People's History of Sport. has been added to your Cart. The most satisfying sections of A People's History of Sports remind us of such brave moments, and of the courage of Paul Robeson, who was persecuted by the House Un-American Activities Committee, and of Jackie Robinson, who, at Branch Rickey's urging, initially repudiated and attacked Robeson, but then grew wiser regarding "America's destructiveness As someone who has studied the politics of sports in the past, I was still able to learn a lot from this book. Zirin uncovers many underrecognized figures and events and sheds light on their role within the larger context of the time.
The New Press people's history series. Bibliography, etc. Note: Includes bibliographical references (p. -292) and index. Formatted Contents Note: Until the twentieth century Rough riding Sports and leisure No depression War and its discontents Have we gone soft? Sports on the edge of panic The flood gates The 1980s : welcome to hell . More of the same versus change.
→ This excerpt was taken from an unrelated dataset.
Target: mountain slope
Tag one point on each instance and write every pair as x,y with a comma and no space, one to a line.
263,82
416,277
Uniform Title: New Press people's history. Rubrics: Sports Political aspects United States History Social aspects. On this site it is impossible to download the book, read the book online or get the contents of a book. The administration of the site is not responsible for the content of the site. The data of catalog based on open source database. All rights are reserved by their owners.
Publisher: The New Press. In this long-awaited book from the rising superstar of sportswriting, whose blog The Edge of Sports is read each week by thousands of people across the country, Dave Zirin offers a riotously entertaining chronicle of larger-than-life sporting characters and dramatic contests and what amounts to an alternative history of the United States as seen through the games its people played. Through Zirin’s eyes, sports are never mere games, but a reflection of-and spur toward-the political conflicts that shape American society.
A People’s historical past of activities within the United States is replete with surprises for professional activities enthusiasts, whereas an individual drawn to heritage might be surprised via the connections Zirin attracts among politics and dad flies. As Jeff Chang, writer of Can’t cease Won’t Stop, places it, After you learn him, you’ll by no means see activities an analogous approach again.
But truly doing justice to a people's history of sports in the US would take much more than 300 pages. but I'll still take Zirin's columns over this book any da. .Nov 28, 2008 Shana rated it it was amazing. Americans do not live or work in a vacuum, and this book reminds us that we do not play in a vacuum either. After an overview of sports in early world history, Zirin focuses each chapter on a particular time in twentieth and twenty-first century America. Social and political movements like civil rights and Communism; issues like class, racism, sexism, doping, and sports economics; and the continuing interplay between sports, war, and discontent are woven throughout. Women play an ambiguous role in the book, but remain relatively marginal – which in a sense is a fair reflection of the world of sport.
My only gripe with the book is that I wish it were 150 pages longer, with more in-depth analysis of the events described. Nonetheless, this is a compelling read.
New Press People's History. References to this work on external resources. LibraryThing members' description. Dave Zirin offers a chronicle of larger-than-life sporting characters and dramatic contests, sketching an alternative history of the United States as seen through the games its people played.